University of Sydney professor Roland Fletcher announced the findings, which included evidence of a number of buried towers and remains of a spiral structure. As with other elements of Angkor Wat, archaeologists are unsure as to the precise details.

The Angkor Wat complex, the world’s largest religious monument, has as its main features a 213-foot-tall central tower and four surrounding smaller towers, enclosed by a number of walls. Excavations through the years have found evidence of roads, a moat, and other signs of civilization.

The layout of the 162.6-hectare complex overall is, historians say, designed to match Hindu cosmology. The most common reason for the complex’s being built is that the Khmer King Suryavarman II wanted it to be a temple to the god Vishnu.

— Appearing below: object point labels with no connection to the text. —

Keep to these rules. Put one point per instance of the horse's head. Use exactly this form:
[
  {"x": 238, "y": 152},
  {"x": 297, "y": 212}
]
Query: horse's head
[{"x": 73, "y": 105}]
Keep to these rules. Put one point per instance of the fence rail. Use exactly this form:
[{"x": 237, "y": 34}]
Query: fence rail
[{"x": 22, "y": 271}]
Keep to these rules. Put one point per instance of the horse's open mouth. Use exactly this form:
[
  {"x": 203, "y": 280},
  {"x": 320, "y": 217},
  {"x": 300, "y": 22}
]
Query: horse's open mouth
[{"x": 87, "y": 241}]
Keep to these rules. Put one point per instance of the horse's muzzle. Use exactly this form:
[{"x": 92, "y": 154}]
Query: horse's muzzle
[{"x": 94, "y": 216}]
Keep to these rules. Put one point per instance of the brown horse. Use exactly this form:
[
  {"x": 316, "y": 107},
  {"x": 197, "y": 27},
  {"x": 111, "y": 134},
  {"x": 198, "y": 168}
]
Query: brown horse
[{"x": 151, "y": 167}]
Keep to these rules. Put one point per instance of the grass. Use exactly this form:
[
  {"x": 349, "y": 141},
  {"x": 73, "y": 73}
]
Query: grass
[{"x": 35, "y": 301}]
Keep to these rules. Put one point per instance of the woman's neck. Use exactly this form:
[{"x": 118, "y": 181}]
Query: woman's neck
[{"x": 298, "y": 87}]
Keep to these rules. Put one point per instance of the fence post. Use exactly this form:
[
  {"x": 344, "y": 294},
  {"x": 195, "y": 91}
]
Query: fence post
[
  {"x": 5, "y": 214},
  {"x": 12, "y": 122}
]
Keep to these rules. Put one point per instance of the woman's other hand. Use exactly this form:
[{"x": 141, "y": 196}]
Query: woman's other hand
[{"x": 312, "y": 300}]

The newly discovered spiral structure is nearly a mile long and incorporates several rectangular spirals to make up one giant spiral. Researchers found the remains of the structure by drilling through the existing ground cover and vegetation with a process called LiDar, a combination of lasers and radar.

More puzzling, the researchers concluded that the towers were built when the earliest parts of the Angkor War were being constructed, in the 12th Century, and then demolished during the construction of the main temple, later that century. It is possible, the scientists said, that the spiral structure was never completed. Indeed, the latest excavations found evidence of a canal cutting through the spiral structure, built as early as the end of the 12th Century.

The LiDar scanning also turned up evidence of eight towers built from sandstone and a kind of rock called laterite. The towers dotted the landscape on the western side of the complex, beside a gateway crossing the moat.

Researchers also found remains of a grid of roads, ponds, and mounds and evidence of a surrounding non-wealthy residential population, challenging the existing theory that the area surrounding the medieval complex was considered sacred and off-limits to the general population.

In addition, the researchers said, they found evidence of wooden structures suggesting that the temple complex was at one time a military fortification.